Le pâtre et le troupeau sont paisibles. Pareilles
A nos désirs humains, de légères abeilles
Se posent sur les fleurs, mais ne s’y fixent pas ;
Tandis qu’éblouissant les yeux, scandant les pas,
Parle la source claire à ses nymphes cachées,
Et que sur les essaims comme sur les nichées,
Sur toute la fraîcheur du vallon radieux
Veille immortellement l’âme agreste des Dieux.
Loin de la tiède étable et du soc familier,
Dès l’aurore, on les a conduits vers cette foule
Dont le bruit gronde et s’enfle et court tel qu’une houle,
Et leurs fronts sous un poids trop lourd semblent plier
Dans l’hostile tumulte et l’ivresse grossière
Que domine parfois un appel véhément,
Les bœufs courbent la tête et, pleins d’étonnement,
S’entassent pêle-mêle, aveuglés de poussière.
Néanmoins patiens et doux comme au labour,
Résignés à leur sort, la corne pacifique,
Sans haine pour celui qui de leur chair trafique,
Ils attendent, pensifs, tant que dure le jour.
La langue rude errant sur le mufle qui fume,
Pétrifiés dans la torpeur d’un rêve obscur,
Tant que le soir n’a pas transfiguré l’azur,
Ils ruminent, bavant leur éternelle écume.
Mais, quand le crépuscule est près de submerger
L’horizon dont l’éclat s’efface et diminue,
Tous anxieux soudain de la nuit survenue
Regardent avec crainte et flairent un danger.
Car sur leurs flancs velus et cuirassés de fiente,
Sur leurs cous que le joug séculaire chargea
Et dans leurs yeux hagards ils ont senti déjà
Descendre par degrés l’ombre terrifiante.
Je contemple le soir avec des yeux rêveurs.
Dans la pourpre mourante où baignent des collines
Une oraison s’exhale en plaintes sibyllines,
Qui ressuscite en moi de très vieilles ferveurs.
Je découvre sans fin, mollement vallonnée,
La terre où tant d’aïeux ignorés sont gisans ;
Rude sol où, parmi de graves paysans,
Dans un fragile corps mon âme triste est née.
Une mélancolie éparse dans le soir
Submerge chaque cime, envahit chaque combe.

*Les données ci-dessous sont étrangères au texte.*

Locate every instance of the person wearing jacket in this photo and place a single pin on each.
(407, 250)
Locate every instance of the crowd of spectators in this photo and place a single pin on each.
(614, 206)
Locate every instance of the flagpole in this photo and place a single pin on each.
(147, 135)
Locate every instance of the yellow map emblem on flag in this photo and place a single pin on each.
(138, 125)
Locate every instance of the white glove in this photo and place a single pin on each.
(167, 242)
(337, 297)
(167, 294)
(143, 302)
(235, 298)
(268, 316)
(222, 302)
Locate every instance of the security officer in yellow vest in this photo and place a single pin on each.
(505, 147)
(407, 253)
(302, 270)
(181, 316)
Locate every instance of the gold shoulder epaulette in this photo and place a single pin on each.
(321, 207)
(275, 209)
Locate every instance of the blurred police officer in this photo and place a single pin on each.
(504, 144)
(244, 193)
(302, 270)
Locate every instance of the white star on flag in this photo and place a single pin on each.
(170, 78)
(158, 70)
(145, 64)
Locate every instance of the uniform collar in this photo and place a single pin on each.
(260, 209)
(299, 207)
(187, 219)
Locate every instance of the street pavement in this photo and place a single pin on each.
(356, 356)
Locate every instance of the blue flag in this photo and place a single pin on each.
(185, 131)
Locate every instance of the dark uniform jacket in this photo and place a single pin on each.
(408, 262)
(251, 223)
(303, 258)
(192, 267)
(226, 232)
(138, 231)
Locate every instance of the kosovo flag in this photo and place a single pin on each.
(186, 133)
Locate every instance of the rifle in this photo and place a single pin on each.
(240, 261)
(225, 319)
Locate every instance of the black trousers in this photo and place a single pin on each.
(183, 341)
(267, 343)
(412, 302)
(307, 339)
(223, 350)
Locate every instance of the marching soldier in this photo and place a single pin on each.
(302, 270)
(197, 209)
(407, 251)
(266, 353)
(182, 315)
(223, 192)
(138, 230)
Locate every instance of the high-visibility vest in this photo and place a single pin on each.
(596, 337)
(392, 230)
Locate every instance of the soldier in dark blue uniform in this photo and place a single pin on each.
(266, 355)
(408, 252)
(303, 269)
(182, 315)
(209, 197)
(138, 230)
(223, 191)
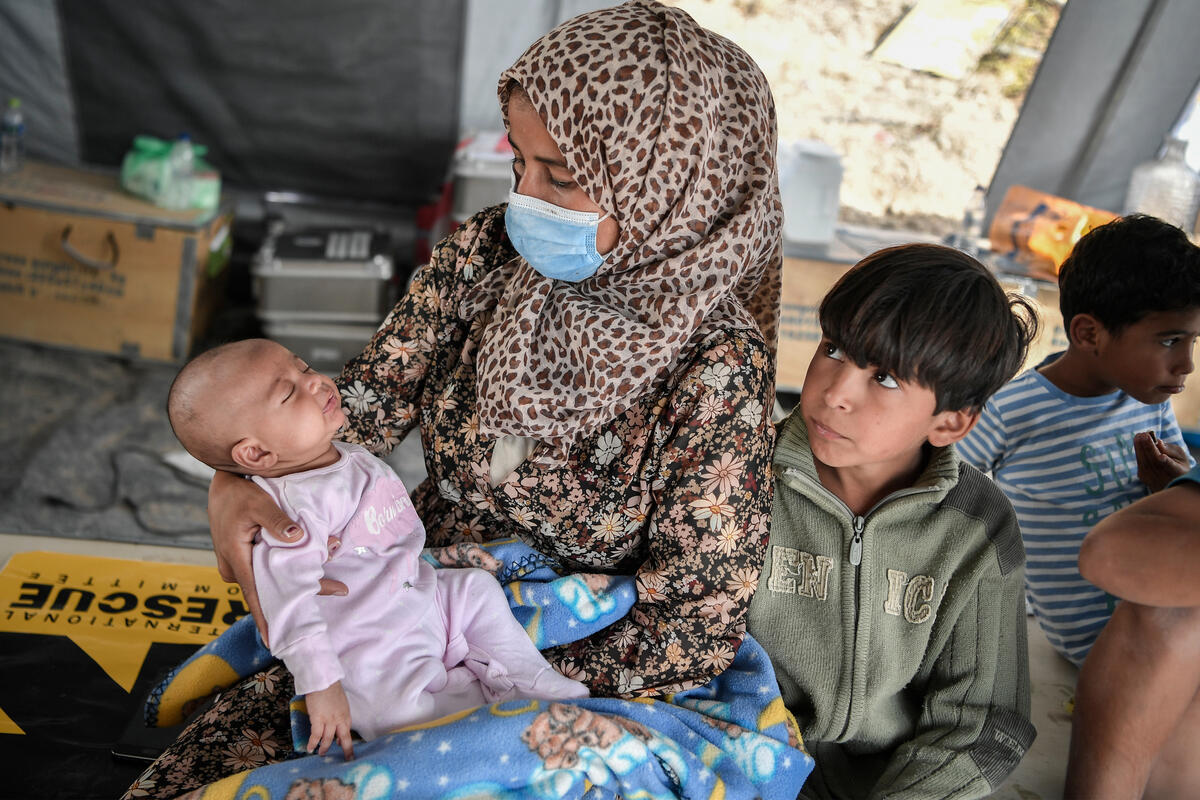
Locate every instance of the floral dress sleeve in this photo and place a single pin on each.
(705, 527)
(384, 388)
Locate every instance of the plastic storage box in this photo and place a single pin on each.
(323, 346)
(483, 173)
(324, 275)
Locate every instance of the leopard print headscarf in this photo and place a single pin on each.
(671, 128)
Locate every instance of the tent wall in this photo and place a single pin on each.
(348, 100)
(1114, 80)
(33, 67)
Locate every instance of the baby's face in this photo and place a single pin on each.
(292, 409)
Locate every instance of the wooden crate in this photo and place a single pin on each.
(83, 264)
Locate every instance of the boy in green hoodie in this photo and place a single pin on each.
(893, 597)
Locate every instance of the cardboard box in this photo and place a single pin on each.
(85, 265)
(807, 281)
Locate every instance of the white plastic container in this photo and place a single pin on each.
(810, 185)
(483, 173)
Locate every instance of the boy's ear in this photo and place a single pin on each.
(951, 426)
(251, 455)
(1085, 331)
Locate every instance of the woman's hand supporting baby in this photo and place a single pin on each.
(238, 510)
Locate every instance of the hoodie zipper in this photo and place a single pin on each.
(856, 559)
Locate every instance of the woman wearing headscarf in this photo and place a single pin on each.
(591, 366)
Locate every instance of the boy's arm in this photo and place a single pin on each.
(973, 726)
(984, 445)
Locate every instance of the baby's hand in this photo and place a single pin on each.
(329, 714)
(1158, 462)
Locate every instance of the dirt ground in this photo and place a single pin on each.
(913, 145)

Je savoure le lent crépuscule qui tombe
Et velouté partout l’horizon déjà noir.
O générations pour jamais abolies,
Dont la cendre est mêlée au champ le plus obscur ;
Vous qui, jadis, ayant scruté le même azur,
Reposez, dans la même argile ensevelies ;
Ancêtres, tels que moi, là vous avez rêvé
Dans la simplicité de mœurs patriarcales,
Et nul voyage étrange aux lointaines escales
N’a requis votre songe à la glèbe rivé.
Là d’agrestes moissons sous vos pas sont écloses,
Et, guidant la charrue héréditaire, là,
Où votre destinée infime s’écoula,
Vous avez mis votre humble empreinte aux moindres choses.
Là, comme un Océan d’heure en heure grossi,
Dont s’enfle en râles sourds l’immense mélopée,
A grandi votre race aux durs labeurs trempée,
Et vous avez souffert pour moi qui souffre aussi.
Là vous avez pleuré peut-être, et j’imagine
Vos détresses, vos deuils, vos effrois angoissans
Et si parfois je courbe un genou, je me sens
Plus près de vos douleurs et de mon origine.
Pères que je n’ai pas connus, aïeux aimés,
Je vous évoque au fond de ce doux paysage,
Et je baise attendri, comme on baise un visage,
La terre par vos soins féconde où vous dormez.
Et, rien ne devant plus désormais me proscrire
Vers les villes, je vois, sur elle me penchant,
Comme transfigurée aux lueurs du couchant,
Sa face maternelle ébaucher un sourire.
Ce pieux souvenir, pères, vous était dû,
Car c’est votre poussière inerte que je foule
Quand, fuyant le tumulte et dédaignant la foule
J’erre, dans l’ombre et la solitude perdu ;
Quand, jetant ma pensée altière au vent qui passe.
J’écoute avec le jour s’éteindre les rumeurs,
Jusqu’à ce que, là-haut, les nocturnes semeurs
Aient d’étoiles sans nombre ensemencé l’espace.
LEONCE DEPONT.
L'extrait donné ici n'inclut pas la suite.